Steady-Eddie or Roller Coaster?
How rolling returns can help you decipher the type of fund you own.
How rolling returns can help you decipher the type of fund you own.
Rolling returns offer a useful lens into a fund's fuller return history and can help investors see through the haze caused by the latest data. By looking at rolling returns, investors can gain a full appreciation for how a fund's returns stacked up at any point in time, not just through the latest month or quarter-end. For example, a fund's current trailing three-year return spans from October 2008 through the end of September 2011--just one discrete period that includes some of the worst months ever for stocks. With rolling returns, however, an investor can look back 10 years or longer to see how a particular fund stacked up in every three-year period throughout its relevant history, encompassing a wider range of market types.

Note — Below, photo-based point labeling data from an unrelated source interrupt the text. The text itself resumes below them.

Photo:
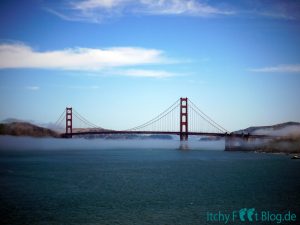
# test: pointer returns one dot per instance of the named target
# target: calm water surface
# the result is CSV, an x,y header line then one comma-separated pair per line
x,y
47,181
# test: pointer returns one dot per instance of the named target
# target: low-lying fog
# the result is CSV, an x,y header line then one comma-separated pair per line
x,y
29,143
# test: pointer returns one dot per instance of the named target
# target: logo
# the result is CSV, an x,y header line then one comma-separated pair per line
x,y
250,215
249,212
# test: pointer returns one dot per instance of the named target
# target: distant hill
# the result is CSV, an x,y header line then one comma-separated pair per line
x,y
286,138
25,129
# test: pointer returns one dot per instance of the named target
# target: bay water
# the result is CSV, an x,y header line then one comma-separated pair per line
x,y
78,181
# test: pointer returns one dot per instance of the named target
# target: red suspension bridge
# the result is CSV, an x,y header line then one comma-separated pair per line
x,y
182,118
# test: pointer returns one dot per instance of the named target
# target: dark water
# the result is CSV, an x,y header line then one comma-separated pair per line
x,y
72,184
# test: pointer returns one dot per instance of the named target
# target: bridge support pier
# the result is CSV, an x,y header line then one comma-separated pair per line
x,y
183,119
69,120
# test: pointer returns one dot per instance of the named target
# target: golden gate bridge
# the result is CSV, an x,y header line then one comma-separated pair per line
x,y
182,118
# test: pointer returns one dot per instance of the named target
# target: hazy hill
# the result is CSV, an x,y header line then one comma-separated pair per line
x,y
26,129
282,129
286,138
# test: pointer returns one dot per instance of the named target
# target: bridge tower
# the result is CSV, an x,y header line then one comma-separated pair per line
x,y
183,119
69,122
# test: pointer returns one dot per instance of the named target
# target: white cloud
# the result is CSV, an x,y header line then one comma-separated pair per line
x,y
33,88
93,4
292,68
23,56
181,7
144,73
96,11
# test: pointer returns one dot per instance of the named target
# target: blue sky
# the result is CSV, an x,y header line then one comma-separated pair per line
x,y
121,62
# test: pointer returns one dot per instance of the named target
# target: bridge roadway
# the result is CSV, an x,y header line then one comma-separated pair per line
x,y
171,133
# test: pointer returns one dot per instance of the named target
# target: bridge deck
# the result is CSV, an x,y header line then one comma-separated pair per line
x,y
171,133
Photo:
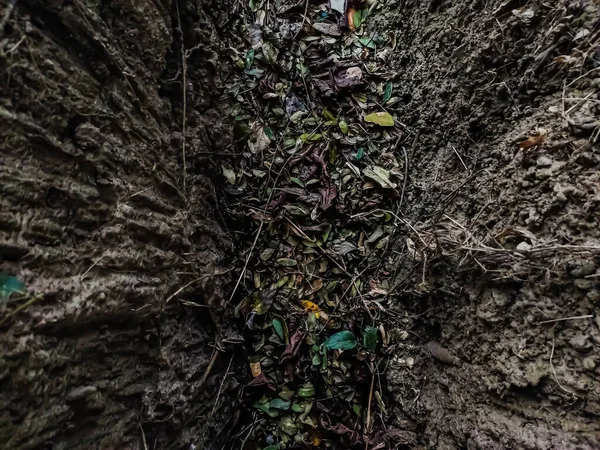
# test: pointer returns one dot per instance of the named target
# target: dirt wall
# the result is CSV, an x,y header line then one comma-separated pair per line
x,y
98,223
500,263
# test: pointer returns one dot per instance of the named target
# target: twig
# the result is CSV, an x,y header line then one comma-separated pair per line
x,y
20,308
184,90
554,370
8,13
195,280
144,437
221,387
367,426
303,19
211,364
237,284
459,157
588,316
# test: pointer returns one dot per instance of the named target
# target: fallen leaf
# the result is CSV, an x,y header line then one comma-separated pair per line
x,y
330,29
287,262
380,175
278,403
534,141
338,5
255,369
288,426
259,139
307,390
370,338
309,306
367,42
293,347
387,93
351,12
382,118
262,380
342,340
228,173
10,285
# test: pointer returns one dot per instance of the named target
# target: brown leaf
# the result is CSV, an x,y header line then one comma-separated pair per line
x,y
349,437
292,349
262,380
255,369
348,78
440,353
534,141
330,29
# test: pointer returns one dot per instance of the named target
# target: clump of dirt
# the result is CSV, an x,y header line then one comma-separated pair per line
x,y
100,228
501,263
413,188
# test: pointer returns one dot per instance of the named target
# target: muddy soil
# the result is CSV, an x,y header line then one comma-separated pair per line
x,y
97,221
104,219
501,265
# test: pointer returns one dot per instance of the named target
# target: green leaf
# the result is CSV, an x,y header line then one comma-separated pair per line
x,y
10,285
286,262
360,153
286,394
298,407
278,403
287,425
379,175
387,93
263,406
267,253
307,390
249,58
279,327
228,173
358,18
343,126
269,133
367,42
316,361
381,118
328,115
343,340
370,338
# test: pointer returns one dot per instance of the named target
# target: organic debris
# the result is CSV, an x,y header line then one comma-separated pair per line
x,y
318,170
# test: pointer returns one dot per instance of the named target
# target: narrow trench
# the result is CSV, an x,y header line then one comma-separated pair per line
x,y
377,228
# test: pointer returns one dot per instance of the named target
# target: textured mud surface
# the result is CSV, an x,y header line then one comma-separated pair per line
x,y
505,240
498,265
95,219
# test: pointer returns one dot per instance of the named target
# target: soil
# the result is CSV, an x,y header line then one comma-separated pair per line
x,y
478,78
497,267
96,219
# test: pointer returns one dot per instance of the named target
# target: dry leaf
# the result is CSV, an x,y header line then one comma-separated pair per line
x,y
534,141
382,118
255,369
330,29
351,12
338,5
309,306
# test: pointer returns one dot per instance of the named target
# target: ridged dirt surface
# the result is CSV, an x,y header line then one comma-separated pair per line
x,y
96,220
501,266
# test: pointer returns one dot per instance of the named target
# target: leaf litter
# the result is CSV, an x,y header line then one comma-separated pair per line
x,y
315,182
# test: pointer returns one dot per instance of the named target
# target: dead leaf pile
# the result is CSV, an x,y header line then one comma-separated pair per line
x,y
316,172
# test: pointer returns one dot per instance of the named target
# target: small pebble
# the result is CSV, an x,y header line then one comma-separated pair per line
x,y
544,161
80,393
584,284
440,353
589,363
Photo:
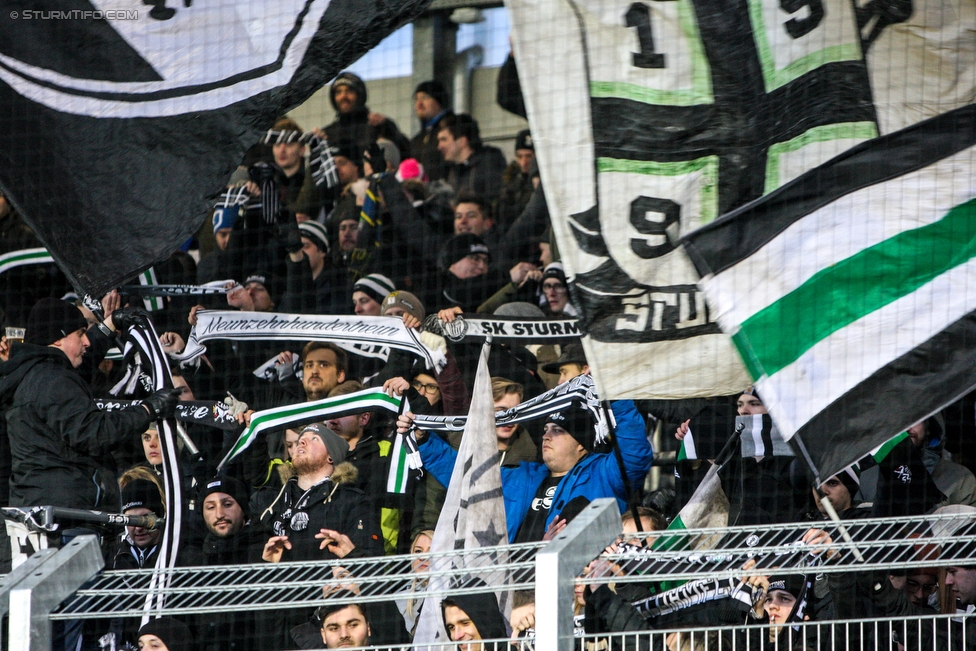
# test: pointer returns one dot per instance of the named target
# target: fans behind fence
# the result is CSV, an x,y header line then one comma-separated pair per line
x,y
452,234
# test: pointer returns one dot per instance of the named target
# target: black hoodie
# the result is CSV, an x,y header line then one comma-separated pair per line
x,y
59,439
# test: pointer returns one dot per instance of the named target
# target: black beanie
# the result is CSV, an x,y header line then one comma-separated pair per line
x,y
142,493
578,422
52,319
172,632
352,80
795,584
436,91
459,247
228,485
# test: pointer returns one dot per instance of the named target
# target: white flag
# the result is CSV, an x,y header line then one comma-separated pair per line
x,y
473,515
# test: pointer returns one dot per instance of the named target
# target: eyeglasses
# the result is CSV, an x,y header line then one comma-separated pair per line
x,y
926,589
559,288
420,387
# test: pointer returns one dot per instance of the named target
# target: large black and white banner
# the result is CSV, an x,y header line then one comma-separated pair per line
x,y
362,335
651,119
120,118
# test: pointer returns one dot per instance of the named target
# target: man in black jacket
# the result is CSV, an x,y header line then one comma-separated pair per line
x,y
355,126
59,439
321,496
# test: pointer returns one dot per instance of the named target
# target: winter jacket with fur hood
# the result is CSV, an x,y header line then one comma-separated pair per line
x,y
334,503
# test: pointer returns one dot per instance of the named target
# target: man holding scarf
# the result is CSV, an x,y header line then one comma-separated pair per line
x,y
535,493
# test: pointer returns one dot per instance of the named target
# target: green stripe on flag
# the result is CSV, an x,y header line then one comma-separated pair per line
x,y
880,452
841,294
401,470
283,416
24,256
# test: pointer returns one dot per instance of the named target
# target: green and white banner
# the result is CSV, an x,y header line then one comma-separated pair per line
x,y
317,411
24,256
652,119
850,293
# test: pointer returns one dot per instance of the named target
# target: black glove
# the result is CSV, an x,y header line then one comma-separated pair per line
x,y
376,158
162,404
261,172
290,236
127,317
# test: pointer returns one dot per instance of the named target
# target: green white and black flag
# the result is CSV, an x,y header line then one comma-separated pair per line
x,y
850,292
651,119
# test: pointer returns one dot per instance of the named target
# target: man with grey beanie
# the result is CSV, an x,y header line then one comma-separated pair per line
x,y
319,513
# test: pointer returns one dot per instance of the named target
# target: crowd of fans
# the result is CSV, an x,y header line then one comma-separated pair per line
x,y
355,218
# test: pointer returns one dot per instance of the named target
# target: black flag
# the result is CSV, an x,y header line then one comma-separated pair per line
x,y
117,124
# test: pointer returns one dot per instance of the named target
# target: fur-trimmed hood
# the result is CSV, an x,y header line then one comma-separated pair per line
x,y
345,474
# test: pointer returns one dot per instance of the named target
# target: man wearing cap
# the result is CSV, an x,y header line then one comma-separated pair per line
x,y
536,492
555,292
466,281
355,125
60,443
140,545
165,634
368,293
254,295
319,497
224,501
343,625
840,491
517,185
571,363
431,105
224,218
471,165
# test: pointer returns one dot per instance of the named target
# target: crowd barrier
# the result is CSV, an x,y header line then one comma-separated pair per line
x,y
70,584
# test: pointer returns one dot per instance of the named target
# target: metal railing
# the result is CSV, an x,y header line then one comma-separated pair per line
x,y
550,569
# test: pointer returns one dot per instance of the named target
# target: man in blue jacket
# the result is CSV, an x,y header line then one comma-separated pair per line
x,y
535,493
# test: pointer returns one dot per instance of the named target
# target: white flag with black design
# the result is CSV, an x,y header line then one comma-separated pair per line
x,y
851,292
143,110
473,514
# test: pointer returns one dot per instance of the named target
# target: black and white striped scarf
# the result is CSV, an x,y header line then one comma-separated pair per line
x,y
144,343
320,161
580,389
215,287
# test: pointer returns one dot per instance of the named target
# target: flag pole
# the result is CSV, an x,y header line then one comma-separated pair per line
x,y
828,507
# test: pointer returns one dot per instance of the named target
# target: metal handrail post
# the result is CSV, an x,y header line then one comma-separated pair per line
x,y
53,581
21,572
557,564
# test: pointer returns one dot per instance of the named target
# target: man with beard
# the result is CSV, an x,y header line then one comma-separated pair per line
x,y
320,495
355,125
318,514
224,503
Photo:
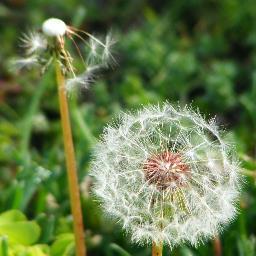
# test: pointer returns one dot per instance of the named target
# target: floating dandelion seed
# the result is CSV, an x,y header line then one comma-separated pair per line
x,y
167,175
42,47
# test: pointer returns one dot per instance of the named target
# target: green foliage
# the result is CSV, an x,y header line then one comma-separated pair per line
x,y
188,51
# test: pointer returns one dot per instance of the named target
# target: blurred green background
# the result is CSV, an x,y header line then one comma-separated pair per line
x,y
183,51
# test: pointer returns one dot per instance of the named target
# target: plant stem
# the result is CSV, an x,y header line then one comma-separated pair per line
x,y
157,249
217,246
71,164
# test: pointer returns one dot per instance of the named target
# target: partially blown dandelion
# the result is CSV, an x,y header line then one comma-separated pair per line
x,y
47,46
41,46
167,175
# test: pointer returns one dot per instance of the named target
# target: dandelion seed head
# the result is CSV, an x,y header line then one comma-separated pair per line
x,y
166,174
54,27
33,42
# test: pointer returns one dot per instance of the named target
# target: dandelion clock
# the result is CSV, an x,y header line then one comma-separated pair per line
x,y
167,175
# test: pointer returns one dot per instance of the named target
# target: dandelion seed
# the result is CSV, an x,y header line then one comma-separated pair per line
x,y
167,175
84,80
33,42
21,63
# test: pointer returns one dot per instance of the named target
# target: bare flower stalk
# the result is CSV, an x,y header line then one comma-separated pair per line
x,y
217,246
157,249
71,164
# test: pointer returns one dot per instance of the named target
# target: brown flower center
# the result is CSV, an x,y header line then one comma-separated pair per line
x,y
166,170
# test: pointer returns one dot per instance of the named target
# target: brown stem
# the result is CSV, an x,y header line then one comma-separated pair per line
x,y
71,165
217,246
157,249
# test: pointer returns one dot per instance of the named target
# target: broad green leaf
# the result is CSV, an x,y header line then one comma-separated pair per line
x,y
22,232
12,216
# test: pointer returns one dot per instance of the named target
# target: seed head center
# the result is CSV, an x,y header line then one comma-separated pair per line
x,y
166,170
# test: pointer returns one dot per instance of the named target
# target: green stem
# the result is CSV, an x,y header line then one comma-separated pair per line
x,y
71,164
157,249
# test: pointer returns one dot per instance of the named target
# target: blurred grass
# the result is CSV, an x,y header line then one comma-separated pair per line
x,y
188,51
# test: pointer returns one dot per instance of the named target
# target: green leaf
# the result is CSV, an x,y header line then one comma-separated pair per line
x,y
14,225
63,244
12,216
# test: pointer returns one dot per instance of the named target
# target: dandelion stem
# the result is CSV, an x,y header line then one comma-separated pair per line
x,y
157,249
71,164
217,246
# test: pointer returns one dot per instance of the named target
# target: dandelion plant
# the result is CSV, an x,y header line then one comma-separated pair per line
x,y
168,175
48,46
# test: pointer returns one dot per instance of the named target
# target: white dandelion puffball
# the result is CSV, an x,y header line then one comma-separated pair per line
x,y
54,27
167,175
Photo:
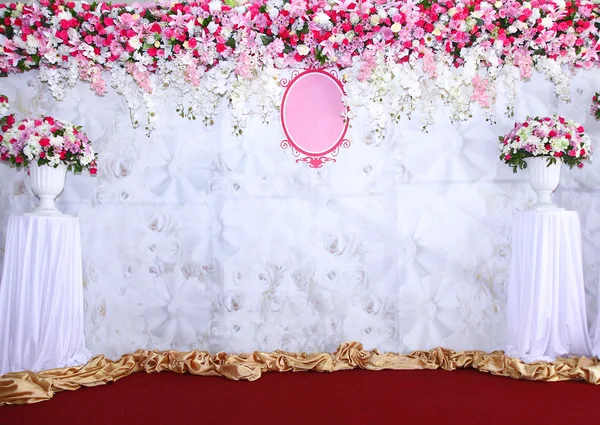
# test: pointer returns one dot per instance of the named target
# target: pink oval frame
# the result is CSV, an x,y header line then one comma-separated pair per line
x,y
313,159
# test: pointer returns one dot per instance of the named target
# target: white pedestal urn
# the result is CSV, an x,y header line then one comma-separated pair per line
x,y
544,179
47,183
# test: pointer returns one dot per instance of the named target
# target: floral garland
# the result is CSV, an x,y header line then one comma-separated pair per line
x,y
399,54
595,110
45,140
554,137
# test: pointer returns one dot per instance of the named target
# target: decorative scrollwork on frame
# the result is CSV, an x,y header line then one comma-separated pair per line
x,y
306,115
316,161
284,82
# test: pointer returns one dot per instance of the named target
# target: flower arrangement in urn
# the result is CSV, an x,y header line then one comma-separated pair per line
x,y
541,145
48,147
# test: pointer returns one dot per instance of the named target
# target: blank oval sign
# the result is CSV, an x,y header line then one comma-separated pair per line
x,y
312,112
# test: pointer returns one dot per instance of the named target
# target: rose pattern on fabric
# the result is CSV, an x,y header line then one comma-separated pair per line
x,y
194,238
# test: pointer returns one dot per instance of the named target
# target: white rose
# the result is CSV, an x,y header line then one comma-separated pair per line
x,y
214,6
303,49
134,42
547,22
212,27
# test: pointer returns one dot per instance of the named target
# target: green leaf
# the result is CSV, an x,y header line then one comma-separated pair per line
x,y
304,29
206,21
266,39
148,15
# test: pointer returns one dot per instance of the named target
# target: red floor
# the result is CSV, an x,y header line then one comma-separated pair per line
x,y
361,397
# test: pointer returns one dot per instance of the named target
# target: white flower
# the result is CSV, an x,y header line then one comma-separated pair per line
x,y
215,6
303,49
547,22
212,27
135,42
322,19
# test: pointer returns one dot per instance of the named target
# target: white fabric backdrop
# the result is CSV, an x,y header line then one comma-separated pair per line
x,y
41,306
194,238
545,305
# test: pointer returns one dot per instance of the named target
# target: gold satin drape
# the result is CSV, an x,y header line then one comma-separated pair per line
x,y
29,387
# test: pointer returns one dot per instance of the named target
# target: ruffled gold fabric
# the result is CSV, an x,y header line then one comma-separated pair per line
x,y
29,387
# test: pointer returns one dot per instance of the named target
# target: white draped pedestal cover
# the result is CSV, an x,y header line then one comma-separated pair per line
x,y
41,295
546,309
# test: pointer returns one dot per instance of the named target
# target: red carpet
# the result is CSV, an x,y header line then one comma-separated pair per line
x,y
353,397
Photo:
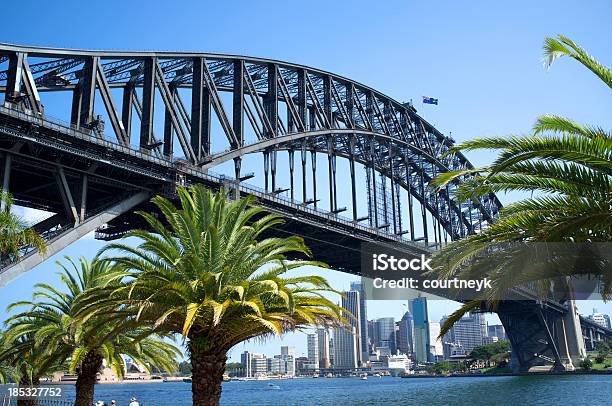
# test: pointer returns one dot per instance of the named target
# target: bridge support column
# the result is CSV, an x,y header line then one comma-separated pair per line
x,y
6,178
303,156
291,169
313,158
573,334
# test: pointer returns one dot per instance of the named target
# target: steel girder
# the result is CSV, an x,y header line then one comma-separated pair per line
x,y
328,113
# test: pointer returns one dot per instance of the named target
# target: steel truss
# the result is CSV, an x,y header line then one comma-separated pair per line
x,y
321,112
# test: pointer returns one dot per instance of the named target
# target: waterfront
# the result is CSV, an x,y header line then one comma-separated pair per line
x,y
524,390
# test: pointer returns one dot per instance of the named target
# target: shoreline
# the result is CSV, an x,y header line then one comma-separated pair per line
x,y
554,373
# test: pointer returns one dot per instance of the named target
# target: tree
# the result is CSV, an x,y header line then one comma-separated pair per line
x,y
567,167
58,334
207,273
25,363
15,233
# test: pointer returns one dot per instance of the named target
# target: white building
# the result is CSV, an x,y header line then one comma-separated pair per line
x,y
436,350
255,364
600,318
313,349
399,364
345,348
323,338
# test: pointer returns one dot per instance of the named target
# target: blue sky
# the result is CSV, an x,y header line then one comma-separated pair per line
x,y
482,60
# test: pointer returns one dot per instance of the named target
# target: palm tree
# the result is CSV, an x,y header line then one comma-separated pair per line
x,y
87,343
25,363
567,167
207,273
15,233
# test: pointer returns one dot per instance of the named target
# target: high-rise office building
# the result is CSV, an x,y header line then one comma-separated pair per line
x,y
254,364
418,308
323,339
600,318
373,335
404,334
496,330
386,333
286,350
466,333
351,302
313,349
436,350
364,337
345,348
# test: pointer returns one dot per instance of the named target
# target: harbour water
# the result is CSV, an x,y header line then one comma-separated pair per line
x,y
469,391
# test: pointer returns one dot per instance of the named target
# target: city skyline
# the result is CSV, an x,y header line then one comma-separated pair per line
x,y
471,331
457,92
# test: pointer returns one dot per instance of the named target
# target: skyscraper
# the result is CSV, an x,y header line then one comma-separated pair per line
x,y
351,302
345,348
496,330
285,350
364,337
466,333
405,334
436,351
313,350
323,338
600,318
421,328
386,333
254,364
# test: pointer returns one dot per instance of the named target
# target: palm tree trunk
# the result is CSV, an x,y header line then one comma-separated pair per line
x,y
86,379
29,402
207,368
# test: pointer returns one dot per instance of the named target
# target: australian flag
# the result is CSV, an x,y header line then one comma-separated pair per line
x,y
430,100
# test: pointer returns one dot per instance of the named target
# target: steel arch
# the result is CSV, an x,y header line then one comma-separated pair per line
x,y
330,113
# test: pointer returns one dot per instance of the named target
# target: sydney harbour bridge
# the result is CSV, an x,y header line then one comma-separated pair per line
x,y
139,124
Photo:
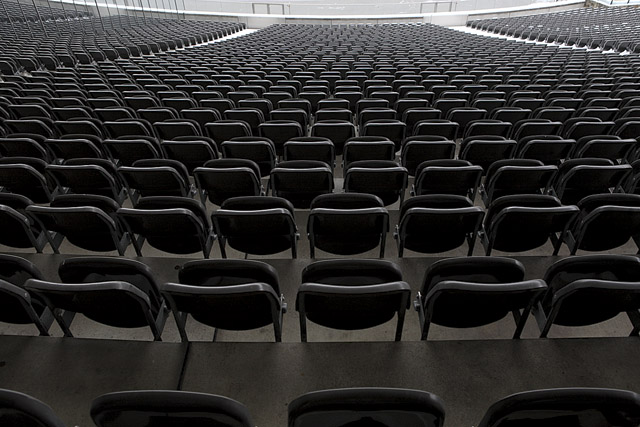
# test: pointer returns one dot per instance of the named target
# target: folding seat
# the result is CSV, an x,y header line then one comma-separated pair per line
x,y
543,215
338,131
178,225
579,127
579,178
418,149
19,409
220,105
225,178
225,130
24,179
367,148
383,178
606,221
437,223
175,128
23,147
445,128
375,113
201,115
72,148
378,406
157,114
227,294
18,228
604,147
447,177
352,294
347,224
114,302
128,128
87,176
191,151
256,225
510,114
114,113
300,181
258,149
549,149
392,129
627,127
33,126
534,127
600,112
252,116
87,221
484,150
156,177
294,103
280,131
575,406
158,407
477,291
516,176
298,115
365,103
310,148
127,151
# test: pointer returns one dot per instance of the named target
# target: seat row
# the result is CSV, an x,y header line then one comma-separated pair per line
x,y
341,224
389,407
338,294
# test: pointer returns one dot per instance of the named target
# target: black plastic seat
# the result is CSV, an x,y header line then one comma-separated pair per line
x,y
18,306
543,215
418,149
362,406
447,176
477,291
18,229
437,223
347,224
516,176
227,294
87,221
606,221
579,178
383,178
21,410
172,224
156,408
256,225
351,295
566,406
300,181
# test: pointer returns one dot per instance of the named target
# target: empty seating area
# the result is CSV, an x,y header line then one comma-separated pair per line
x,y
614,28
346,225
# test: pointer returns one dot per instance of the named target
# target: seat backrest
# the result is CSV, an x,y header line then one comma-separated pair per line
x,y
569,406
375,406
157,408
19,409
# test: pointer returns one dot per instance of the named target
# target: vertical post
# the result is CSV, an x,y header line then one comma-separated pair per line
x,y
75,7
86,6
150,9
4,6
99,15
177,13
66,17
144,17
24,16
55,21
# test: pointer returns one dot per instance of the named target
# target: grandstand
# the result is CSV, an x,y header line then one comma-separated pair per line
x,y
211,223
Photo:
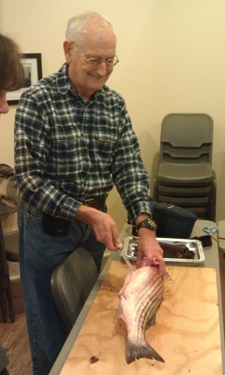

Judged through the rolling lens, some funds that currently appear at the top of their game look less noteworthy: Over time, they've had trouble sustaining an advantage. Meanwhile, others that wouldn't otherwise stand out are revealed as amazingly consistent. T. Rowe Price, for example, has plenty of funds that are consistently strong and steady, though not typically chart toppers over shorter stretches. Many of the firm's funds are able to lock in top quartile long-term results not by beating their peers by large margins over short stretches, but by keeping ahead consistently while more inconsistent rivals pop in and drop out of the rankings.